Optimizing VPS Server Memory
WHAT I'M TRYING TO DO
The server resource limits sometimes run tight; to help prevent memory exhaustion, I've had to limit server processes. I'm needing a little expert help to know if I'm on the right track, and perhaps spot any obvious settings changes that would help the system run more with more stability.
HISTORY
Recently my company upgraded to a VPS, from shared hosting. Basically we outgrew our shared hosting, and began to have problems due to the host suspending our site because of excessive CPU usage on the weekend. Our website users tend to double or triple on Friday and Saturday, every week, which is not unexpected in our case. (About 5000 visits [~2500 visitors] per day during the week, about 9500 visits [~4500 visitors] on weekends.)
Now that we are on a VPS, we have no CPU problems. (In fact, the CentOS WHM control panel says we are at ".000201% CPU load".) However, we are having out-of-memory problems, leading to crashes.
SUMMARY OF ISSUE
Our website is WordPress based. However, aside from comments, there is very little "write" activity; mostly users are simply seeing fairly static pages that we've created.
When we first upgraded to a VPS several months ago, in October 2012, the website ran well during the week, but choked on memory every weekend. Often it would crash repeatedly (5-20 times during a 24-hour period, sporadically), usually starting Friday evening, and continuing through Saturday afternoon.
During the week, the server ran consistently at 65-90% memory usage, and on the weekend it would hit 100%, causing crashes.
STEPS TAKEN TO CORRECT IT
Since I was new to VPS, I started with all the default settings. I later started tweaking, following advice I read about solving memory issues here on this site and other websites.
I've made adjustments to MySQL, PHP, and Apache, summarized below in "Current Configuration". I also recompiled Apache and PHP to remove unwanted modules. I installed a better caching plugin for WordPress (W3T), and added APC opcode caching.
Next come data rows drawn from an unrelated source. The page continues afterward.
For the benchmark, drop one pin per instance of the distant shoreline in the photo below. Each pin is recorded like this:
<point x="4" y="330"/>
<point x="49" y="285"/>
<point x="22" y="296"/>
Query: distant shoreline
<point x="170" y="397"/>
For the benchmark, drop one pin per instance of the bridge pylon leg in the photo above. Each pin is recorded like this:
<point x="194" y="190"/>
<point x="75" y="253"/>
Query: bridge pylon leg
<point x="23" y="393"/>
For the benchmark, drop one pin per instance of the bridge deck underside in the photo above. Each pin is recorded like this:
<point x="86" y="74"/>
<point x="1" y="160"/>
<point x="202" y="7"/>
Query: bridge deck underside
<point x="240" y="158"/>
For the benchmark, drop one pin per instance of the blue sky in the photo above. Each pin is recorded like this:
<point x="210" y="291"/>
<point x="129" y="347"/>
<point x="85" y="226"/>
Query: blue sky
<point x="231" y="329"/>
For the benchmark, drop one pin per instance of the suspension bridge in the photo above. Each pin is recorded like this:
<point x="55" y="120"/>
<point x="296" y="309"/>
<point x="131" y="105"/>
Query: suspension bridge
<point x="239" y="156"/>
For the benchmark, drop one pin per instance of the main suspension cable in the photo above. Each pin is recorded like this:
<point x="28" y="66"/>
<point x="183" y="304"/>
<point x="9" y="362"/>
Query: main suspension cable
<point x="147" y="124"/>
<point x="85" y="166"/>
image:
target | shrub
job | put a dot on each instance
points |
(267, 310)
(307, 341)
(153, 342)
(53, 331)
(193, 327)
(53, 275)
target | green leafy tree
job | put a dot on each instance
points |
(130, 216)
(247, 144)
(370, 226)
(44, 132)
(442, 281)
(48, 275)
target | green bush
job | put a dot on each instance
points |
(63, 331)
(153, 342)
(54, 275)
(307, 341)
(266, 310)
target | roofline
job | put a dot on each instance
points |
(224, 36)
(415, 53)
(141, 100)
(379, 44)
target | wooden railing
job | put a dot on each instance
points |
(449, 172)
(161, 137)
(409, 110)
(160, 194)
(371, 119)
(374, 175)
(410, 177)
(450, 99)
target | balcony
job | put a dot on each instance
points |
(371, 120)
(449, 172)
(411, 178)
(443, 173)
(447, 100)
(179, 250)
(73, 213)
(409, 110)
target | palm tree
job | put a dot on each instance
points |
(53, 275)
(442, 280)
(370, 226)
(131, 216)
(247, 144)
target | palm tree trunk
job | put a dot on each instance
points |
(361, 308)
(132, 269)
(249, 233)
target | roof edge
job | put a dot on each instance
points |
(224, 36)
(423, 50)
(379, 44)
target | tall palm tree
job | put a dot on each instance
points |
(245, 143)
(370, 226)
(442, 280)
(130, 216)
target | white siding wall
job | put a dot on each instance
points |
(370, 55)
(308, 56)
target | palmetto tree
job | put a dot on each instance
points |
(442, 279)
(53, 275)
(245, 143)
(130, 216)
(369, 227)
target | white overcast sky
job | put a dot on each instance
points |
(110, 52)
I also started using gz compression, and moved a lot of static files to a separate subdomain.
I wrote a nifty little script to check the server status on a schedule, and restart it as needed, and it also sends me a transcript of the server error log, to help troubleshoot. (I know, it's just a band-aid, if that. But it was important to keep the website online, since no one wants to sit around and monitor it on the weekend.)
Just recently, a week or so ago (January 2013), I upgraded the server RAM from 1 GB (2 GB burstable) to 2 GB (3 GB burstable). This seems to have fixed the majority of the problem, but still I get an occasional notice (once a week or so) that the server is hanging, along with "can't apply process slot" PHP errors.
CURRENT CONFIGURATION
It's an Apache server, running CentOS 6, Apache 2 (Worker MPM), PHP 5.3.20 (FastCGI/fcgi), and MySQL 5.5.28. 2 GB RAM (3 GB burstable), 24 CPUs.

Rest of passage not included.